Publishes March 21, 2023-William Morrow-448pp.
Grateful Reader Review by Dorothy Schwab
Lauren Willig’s dual timeline novel is set during the 1896 Greco-Turkish War and the 1898 Spanish-American War. Betsy Hayes, a Smith College graduate, and aspiring archaeologist is denied a place on the excavation team at the American School of Classical Studies at Athens. The director suggests she become a librarian instead. This ignites Betsy’s quest to prove that women can indeed, dig and involves “two wars and a wedding.”
These two wars are the backdrop for Lauren Willig’s coming of age story. Through reams of research Willig sinks readers into the prejudices true to the late 1800’s. Main character, Betsy Hayes is an amalgam based on real life women Harriet Boyd Hawes and Janet Jennings. At the emotional core of the novel are Betsy, her best friend Ava, and aspiring journalist, Kit. Willig focuses on how these American women are striving to take their place in the world and how each responded socially and politically to war. Keeping readers aware of the timelines and actions are the especially appealing openings of each chapter; Kit’s dispatches to the St. Louis Star or Betsy’s letters to “Darling Ava.”
Adept at conflict that reveals winners and losers Willig exposes political conflict between the U.S. Army and Clara Barton. Compelling details of dire situations on ships and battlefields, supported by newspaper accounts and reports by doctors who traveled with Clara Barton and the American Red Cross, are seamlessly woven into the narrative. Amazing, true accounts of Clara Barton being snubbed, turned away while soldiers were dying, or told women didn’t belong in the field were taken from the historical record.

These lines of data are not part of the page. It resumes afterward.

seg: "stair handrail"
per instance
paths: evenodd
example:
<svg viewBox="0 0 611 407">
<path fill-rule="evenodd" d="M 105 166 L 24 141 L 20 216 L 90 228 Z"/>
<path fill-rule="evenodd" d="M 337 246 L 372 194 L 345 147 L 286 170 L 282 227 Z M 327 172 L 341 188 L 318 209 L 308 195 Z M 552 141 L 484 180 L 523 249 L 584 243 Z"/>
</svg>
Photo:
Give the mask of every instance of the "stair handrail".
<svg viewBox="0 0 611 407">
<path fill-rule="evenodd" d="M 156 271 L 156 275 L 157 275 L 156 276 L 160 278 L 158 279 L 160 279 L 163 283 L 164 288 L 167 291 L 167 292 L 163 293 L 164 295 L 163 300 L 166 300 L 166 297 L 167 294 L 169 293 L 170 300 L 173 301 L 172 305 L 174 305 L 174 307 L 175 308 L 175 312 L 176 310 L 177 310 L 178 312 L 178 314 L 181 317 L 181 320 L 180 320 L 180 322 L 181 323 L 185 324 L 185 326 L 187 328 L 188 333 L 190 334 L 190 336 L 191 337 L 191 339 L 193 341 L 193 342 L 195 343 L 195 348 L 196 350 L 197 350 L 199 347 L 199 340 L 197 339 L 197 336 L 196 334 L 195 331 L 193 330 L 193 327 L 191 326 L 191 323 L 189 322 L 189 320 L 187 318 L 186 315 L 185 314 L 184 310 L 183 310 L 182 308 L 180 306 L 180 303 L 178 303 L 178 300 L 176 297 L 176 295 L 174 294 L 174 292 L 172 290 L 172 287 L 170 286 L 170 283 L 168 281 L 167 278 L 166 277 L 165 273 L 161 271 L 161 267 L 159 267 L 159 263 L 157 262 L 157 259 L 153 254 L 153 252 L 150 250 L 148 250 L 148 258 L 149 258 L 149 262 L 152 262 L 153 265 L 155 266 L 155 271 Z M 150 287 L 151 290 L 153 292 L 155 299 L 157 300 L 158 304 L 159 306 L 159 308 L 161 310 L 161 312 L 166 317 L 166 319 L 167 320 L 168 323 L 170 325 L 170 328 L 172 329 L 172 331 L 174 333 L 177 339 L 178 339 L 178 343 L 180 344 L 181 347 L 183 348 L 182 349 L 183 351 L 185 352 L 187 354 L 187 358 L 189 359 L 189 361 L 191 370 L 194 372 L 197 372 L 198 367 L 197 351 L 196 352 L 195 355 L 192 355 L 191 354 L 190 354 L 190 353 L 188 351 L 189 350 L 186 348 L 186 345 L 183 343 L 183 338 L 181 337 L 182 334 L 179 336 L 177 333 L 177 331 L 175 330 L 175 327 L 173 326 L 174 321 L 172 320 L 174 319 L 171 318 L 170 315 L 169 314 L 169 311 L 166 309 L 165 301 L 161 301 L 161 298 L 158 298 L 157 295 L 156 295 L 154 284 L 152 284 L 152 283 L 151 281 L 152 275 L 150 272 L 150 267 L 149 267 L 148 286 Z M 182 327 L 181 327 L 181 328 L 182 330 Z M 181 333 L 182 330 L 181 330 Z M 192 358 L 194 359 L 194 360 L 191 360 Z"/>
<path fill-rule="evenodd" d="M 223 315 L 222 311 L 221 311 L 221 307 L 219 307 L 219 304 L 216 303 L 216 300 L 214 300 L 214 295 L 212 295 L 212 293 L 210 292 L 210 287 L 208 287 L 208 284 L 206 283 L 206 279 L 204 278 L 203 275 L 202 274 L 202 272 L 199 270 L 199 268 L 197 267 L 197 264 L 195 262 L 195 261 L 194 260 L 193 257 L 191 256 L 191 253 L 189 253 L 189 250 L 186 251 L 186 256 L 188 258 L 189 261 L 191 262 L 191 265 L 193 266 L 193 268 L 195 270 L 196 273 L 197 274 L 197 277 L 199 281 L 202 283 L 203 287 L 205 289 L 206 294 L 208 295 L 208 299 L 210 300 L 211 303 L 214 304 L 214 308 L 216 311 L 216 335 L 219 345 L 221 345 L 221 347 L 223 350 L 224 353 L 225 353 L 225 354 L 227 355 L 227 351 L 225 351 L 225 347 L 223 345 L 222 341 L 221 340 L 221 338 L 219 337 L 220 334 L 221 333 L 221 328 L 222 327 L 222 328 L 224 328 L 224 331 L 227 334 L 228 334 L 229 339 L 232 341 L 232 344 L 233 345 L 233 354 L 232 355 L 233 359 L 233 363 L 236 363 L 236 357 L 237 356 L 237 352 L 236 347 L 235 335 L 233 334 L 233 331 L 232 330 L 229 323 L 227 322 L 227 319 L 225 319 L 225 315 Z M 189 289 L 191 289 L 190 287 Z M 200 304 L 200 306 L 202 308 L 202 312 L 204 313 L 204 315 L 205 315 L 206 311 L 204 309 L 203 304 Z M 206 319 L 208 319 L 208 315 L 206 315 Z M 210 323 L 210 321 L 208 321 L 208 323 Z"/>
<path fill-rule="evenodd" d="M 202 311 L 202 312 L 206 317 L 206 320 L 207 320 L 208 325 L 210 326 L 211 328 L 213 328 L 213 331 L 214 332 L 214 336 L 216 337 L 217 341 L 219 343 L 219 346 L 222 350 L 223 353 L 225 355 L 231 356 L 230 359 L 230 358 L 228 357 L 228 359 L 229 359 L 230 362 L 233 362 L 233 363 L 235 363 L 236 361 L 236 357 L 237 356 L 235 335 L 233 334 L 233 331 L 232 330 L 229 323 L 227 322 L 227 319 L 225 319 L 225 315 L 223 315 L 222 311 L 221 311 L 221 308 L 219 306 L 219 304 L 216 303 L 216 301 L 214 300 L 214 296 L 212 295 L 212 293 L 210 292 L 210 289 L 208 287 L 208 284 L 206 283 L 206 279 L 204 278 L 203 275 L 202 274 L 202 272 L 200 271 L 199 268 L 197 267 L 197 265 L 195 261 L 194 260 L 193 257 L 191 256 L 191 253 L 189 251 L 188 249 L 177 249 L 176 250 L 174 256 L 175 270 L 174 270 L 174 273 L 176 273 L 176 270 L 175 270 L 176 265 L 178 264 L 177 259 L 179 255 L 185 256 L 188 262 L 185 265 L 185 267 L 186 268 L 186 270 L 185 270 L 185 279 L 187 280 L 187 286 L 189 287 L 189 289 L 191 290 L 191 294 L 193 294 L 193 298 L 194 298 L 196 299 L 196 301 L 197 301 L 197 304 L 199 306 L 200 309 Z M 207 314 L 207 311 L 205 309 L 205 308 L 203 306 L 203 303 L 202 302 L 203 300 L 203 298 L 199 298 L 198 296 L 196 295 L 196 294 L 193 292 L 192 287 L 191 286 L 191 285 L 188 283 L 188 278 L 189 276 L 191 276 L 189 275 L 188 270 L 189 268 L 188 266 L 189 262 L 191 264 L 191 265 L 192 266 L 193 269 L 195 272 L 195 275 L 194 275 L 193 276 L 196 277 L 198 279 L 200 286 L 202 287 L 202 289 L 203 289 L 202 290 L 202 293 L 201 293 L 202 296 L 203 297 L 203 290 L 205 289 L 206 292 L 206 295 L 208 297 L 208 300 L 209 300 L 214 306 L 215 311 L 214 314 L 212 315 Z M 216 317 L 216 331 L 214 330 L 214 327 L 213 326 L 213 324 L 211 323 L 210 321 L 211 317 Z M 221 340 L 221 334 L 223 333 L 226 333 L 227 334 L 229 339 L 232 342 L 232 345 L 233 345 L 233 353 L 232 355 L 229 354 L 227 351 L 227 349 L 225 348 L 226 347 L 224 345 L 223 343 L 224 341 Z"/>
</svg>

Willig’s meticulous research also documents the Rough Riders and Roosevelt in various battles depicting the experiences and confusion of the men in the field during the Spanish-American War.
Lauren Willig masterfully tells the story of women fighting for what is right by sharing a saga of friendship and love woven through Two Wars and a Wedding.



Lauren Willig is the New York Times and USA Today bestselling author of more than twenty works of historical fiction, including Band of Sisters, The Summer Country, The English Wife, the RITA Award-winning Pink Carnation series, and four novels co-written with Beatriz Williams and Karen White. Her books have been translated into over twenty languages, picked for Book of the Month Club, awarded the RITA, Booksellers Best, and Golden Leaf awards, and chosen for the American Library Association’s annual list of the best genre fiction. An alumna of Yale University, she has a graduate degree in history from Harvard and a JD from Harvard Law School. She lives in New York City with her husband, two young children, and vast quantities of coffee.